The brainchild of two-star World War I General George Owen Squier, the company began as Wired Radio Inc. in 1922 and was first test-marketed to families in Staten Island, New York, who used a small receiver to listen to records cranked by hand across the river in Manhattan. Squier was in need of a catchier name, and just before he died in 1934 he combined the name of the popular camera company Kodak with the word "music" and came up with a new term: Muzak.
As wireless radio became increasingly popular in private homes, Muzak turned its attention to the commercial market: background music in hotels, restaurants and of course, the elevator. Calming melodies were broadcast in early skyscrapers to ease a fearful public suspicious of traveling in a giant metal box. The process seemed to work and by the 1940s, Muzak was deep into the science of mood music. It marketed a theory called "Stimulus Progression" which stated that a person's outlook could be altered with music. Offices played 15-minute blocks of Muzak tracks usually produced by an in-house orchestra that increased in tempo until the final song was so upbeat the workers found themselves happily toiling away when they normally would start to lag. (Read an article about using the power of sound as a retail sales tool.)

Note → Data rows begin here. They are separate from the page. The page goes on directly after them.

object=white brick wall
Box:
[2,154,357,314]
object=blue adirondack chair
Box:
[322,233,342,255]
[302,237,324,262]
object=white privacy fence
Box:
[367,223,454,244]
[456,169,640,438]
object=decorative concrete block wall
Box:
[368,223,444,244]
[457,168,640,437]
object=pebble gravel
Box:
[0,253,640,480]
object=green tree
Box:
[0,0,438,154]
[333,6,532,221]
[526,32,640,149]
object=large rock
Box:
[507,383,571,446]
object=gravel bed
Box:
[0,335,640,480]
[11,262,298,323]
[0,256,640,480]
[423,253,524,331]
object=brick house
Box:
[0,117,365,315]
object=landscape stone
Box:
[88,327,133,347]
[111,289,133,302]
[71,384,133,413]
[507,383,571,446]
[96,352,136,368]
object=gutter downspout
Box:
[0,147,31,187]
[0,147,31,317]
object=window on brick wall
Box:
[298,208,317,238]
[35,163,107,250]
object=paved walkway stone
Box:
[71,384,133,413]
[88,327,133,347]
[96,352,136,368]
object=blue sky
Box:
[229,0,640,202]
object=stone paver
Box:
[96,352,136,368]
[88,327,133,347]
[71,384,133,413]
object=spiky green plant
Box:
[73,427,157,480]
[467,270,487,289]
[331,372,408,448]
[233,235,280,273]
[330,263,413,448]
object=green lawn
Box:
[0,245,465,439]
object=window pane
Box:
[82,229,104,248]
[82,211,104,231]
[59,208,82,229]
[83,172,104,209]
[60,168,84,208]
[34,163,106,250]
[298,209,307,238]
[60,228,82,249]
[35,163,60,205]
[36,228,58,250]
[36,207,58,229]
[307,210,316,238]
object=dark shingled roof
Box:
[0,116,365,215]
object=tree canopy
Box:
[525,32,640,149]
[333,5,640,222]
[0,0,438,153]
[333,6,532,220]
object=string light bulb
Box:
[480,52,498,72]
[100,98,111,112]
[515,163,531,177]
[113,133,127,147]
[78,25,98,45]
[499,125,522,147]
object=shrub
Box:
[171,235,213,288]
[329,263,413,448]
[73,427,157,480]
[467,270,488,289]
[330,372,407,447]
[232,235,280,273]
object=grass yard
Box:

Soon, Muzak was everywhere. Eisenhower pumped it into the White House and NASA astronauts listened to it in space. And then in the 1960s, a rival company called Yesco began experimenting with "foreground" music songs by real bands that were meant to be listened to, not absorbed in some sort of mood-altering state of aural osmosis. That's when Muzak started to become uncool. After the Beatles broke up, John Lennon insulted Paul McCartney by claiming his songs sounded like Muzak. Lily Tomlin joked that she was worried that Muzak's inventor was going to invent something else. In 1989, Ted Nugent even tried to buy the company for $10 million just so he could shut it down.

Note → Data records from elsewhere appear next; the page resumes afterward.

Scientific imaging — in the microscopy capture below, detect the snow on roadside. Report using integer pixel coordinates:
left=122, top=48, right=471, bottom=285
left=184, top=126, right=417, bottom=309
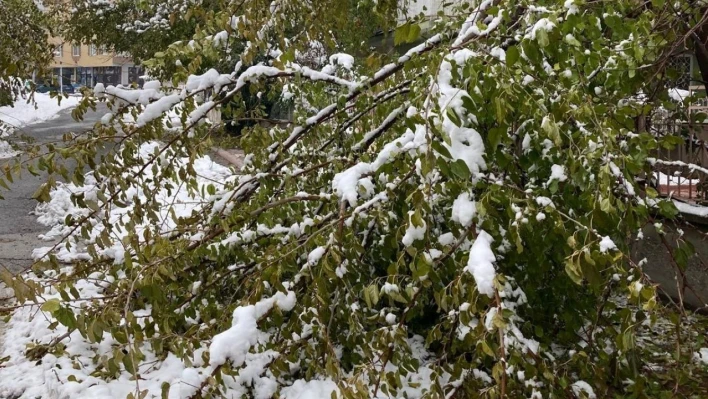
left=674, top=200, right=708, bottom=217
left=0, top=142, right=238, bottom=398
left=0, top=140, right=20, bottom=159
left=33, top=142, right=235, bottom=263
left=0, top=93, right=81, bottom=128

Today, Muzak pipes 2.6 million songs into thousands of stores and offices around the world. It is in Macy's and Sears, Sunglass Hut and Marriott, Chipotle and Caribou Coffee. It helps Williams-Sonoma sell waffle makers, PetSmart sell hamsters, and it entertains customers when AT&T puts them on hold. Muzak owns over 700 Beatles recordings, 900 by Miles Davis and 1,400 by Elvis Presley. But it also owns songs by 50 Cent, Kanye West and TV on the Radio. With a daily listening audience of roughly 100 million, and playlists tailored to every possible listening experience, Muzak is has become the omnipresent tastemaker of America.
Business can buy prepackaged bundles of songs with names like Half Pipe (Green Day), Concrete Beats (Young Jeezy) and Nashville USA (Kenny Chesney). The programs, transmitted by satellite, cost about $65 a month. Each song is screened for offensive material and analyzed according to tempo, melody, harmony and whether or not it has anything that the casual listener might consider annoying a long guitar solo or Bob Dylan's harmonica. The songs are organized so that they flow into each other via something called "dynamic range progression," which avoids the volume-jolt that occurs when a soft song fades into something that starts with a bang (ah, the ruin of many a mixtape). Only one package, Environmental, still offers easy-listening elevator instrumentals, which are very popular in Japan.

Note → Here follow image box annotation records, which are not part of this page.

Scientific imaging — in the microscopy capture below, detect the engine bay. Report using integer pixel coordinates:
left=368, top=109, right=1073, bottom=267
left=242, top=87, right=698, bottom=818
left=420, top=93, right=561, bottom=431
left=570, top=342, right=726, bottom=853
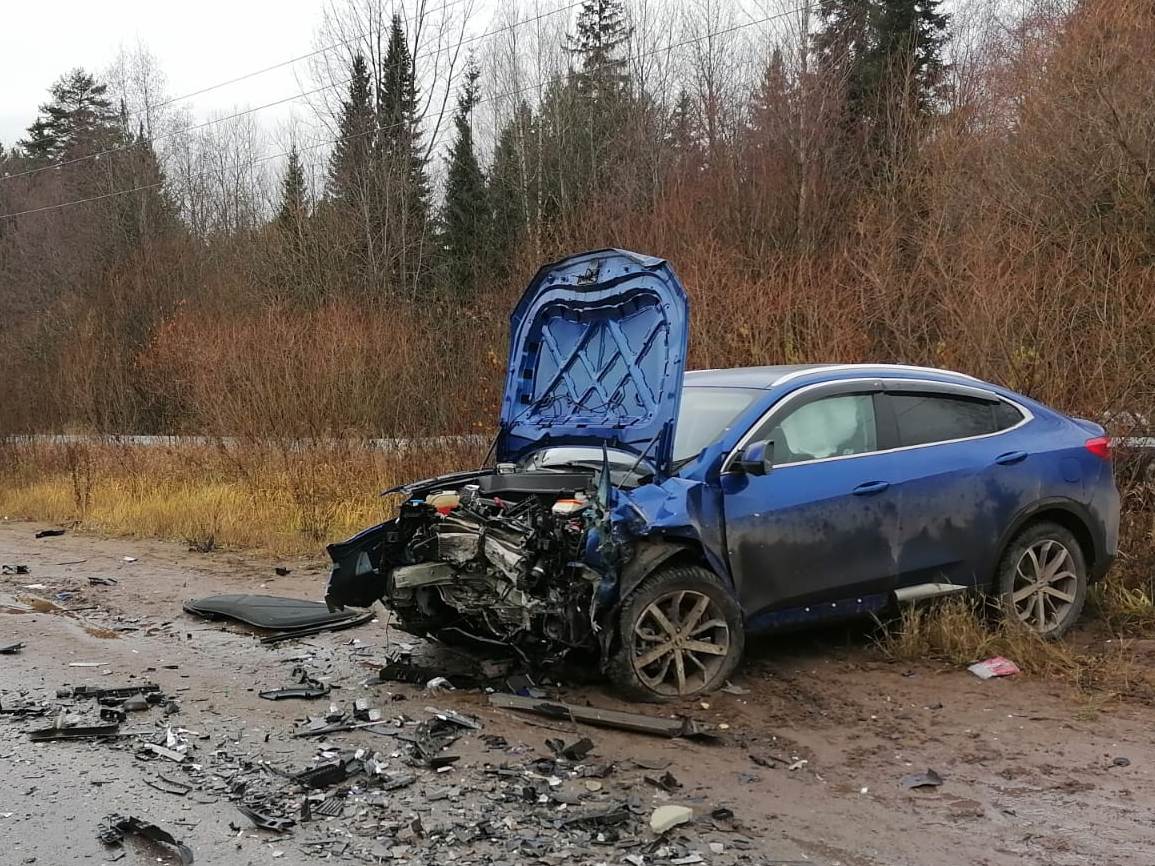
left=327, top=468, right=606, bottom=663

Muzak also has about 400 clients who order custom-tailored playlists every month. The company occasionally dips into non-music fields: after September 11th it flirted with a closed-circuit security system and is currently in the business of scent: the olfactory experience of walking through a Marriott Hotel has been thoughtfully crafted by Muzak.
A series of acquisitions, sales and bad business moves have left the company struggling financially in recent years. Muzak's headquarters have moved from Cleveland to New York to Seattle and in 2001, to Fort Mill, South Carolina, just outside of Charlotte. "There might have been a few more moves in there," says Bob Finigan, Muzak's vice president of marketing. "I don't know off the top of my head." Saddled with debt, Muzak missed a $105 million payment to its creditors and filed for Chapter 11 bankruptcy on Feb 10. It is now seeking protection from nearly $440 million worth of debt. "We look to emerge out of this as quickly as possible," says Finigan, who expects a full financial turn-around in a few months to a year. That may be possible; if not, the world may suddenly become very quiet.